Image
Stanford EE

EE Colloquium Series: Architecting High Performance Silicon Systems for Accurate and Efficient On-Chip Deep Learning

Summary
Thierry Tambe (Harvard)
AllenX 101X
Apr
19
Date(s)
Content

Abstract: The unabated pursuit for omniscient and omnipotent AI is levying hefty latency, memory, and energy taxes at all computing scales. At the same time, the end of Dennard scaling is sunsetting traditional performance gains commonly attained with reduction in transistor feature size. Faced with these challenges, my research is building a heterogeneity of solutions co-optimized across the algorithm, memory subsystem, hardware architecture, and silicon stack to generate breakthrough advances in arithmetic performance, compute density and flexibility, and energy efficiency for on-chip machine learning, and natural language processing (NLP) in particular. I will start, in the algorithm front, by discussing award-winning work on developing a novel floating-point based data type, AdaptivFloat, which enables resilient quantized AI computations; and is particularly suitable for NLP networks with very large parameter distribution. Then, I will describe a 16nm chip prototype that adopts AdaptivFloat in the acceleration of noise-robust AI speech and machine translation tasks – and whose fidelity to the front-end application is verified via a formal hardware/software compiler interface.

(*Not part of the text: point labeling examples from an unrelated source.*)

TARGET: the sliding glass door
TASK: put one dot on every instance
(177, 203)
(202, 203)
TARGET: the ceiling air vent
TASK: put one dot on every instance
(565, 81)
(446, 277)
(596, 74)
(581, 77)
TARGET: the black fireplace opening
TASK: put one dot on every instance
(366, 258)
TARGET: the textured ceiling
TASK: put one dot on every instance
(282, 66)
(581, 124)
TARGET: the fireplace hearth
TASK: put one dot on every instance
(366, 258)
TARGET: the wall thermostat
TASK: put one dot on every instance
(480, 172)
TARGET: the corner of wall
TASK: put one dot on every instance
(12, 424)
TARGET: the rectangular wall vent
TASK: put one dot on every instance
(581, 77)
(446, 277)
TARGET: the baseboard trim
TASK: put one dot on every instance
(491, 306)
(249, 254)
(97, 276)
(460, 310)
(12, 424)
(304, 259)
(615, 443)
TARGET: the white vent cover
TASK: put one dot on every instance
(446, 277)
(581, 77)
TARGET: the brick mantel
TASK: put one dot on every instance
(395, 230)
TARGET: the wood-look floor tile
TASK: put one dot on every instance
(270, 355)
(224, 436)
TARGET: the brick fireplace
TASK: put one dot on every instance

Towards the goal of lowering the prohibitive energy cost of inferencing large language models on TinyML devices, I will describe a principled algorithm-hardware co-design solution, validated in a 12nm chip tapeout, that accelerates Transformer workloads by tailoring the accelerator's latency and energy expenditures according to the complexity of the input query it processes. Finally, I will conclude with some of my current research efforts on leveraging non-conventional dynamic memory structures for on-device ML training -- and recently prototyped in a 16nm tapeout.

Bio: Thierry Tambe is a final year Electrical Engineering PhD candidate at Harvard University. His current research interests focus on designing energy-efficient and high-performance algorithms, hardware accelerators and systems for machine learning and natural language processing in particular. He also bears a keen interest in agile SoC design methodologies. Prior to debuting his doctoral studies, Thierry was an engineer at Intel in Hillsboro, Oregon, USA designing various mixed-signal architectures for high-bandwidth memory and peripheral interfaces on Xeon HPC SoCs. He received a B.S. (2010) and M.Eng. (2012) from Texas A&M University, and a M.S. (2021) from Harvard University, all in Electrical Engineering. Thierry Tambe is a recipient of the Best Paper Award at the 2020 ACM/IEEE Design Automation Conference, a 2021 NVIDIA Graduate PhD Fellowship, and a 2022 IEEE SSCS Predoctoral Achievement Award.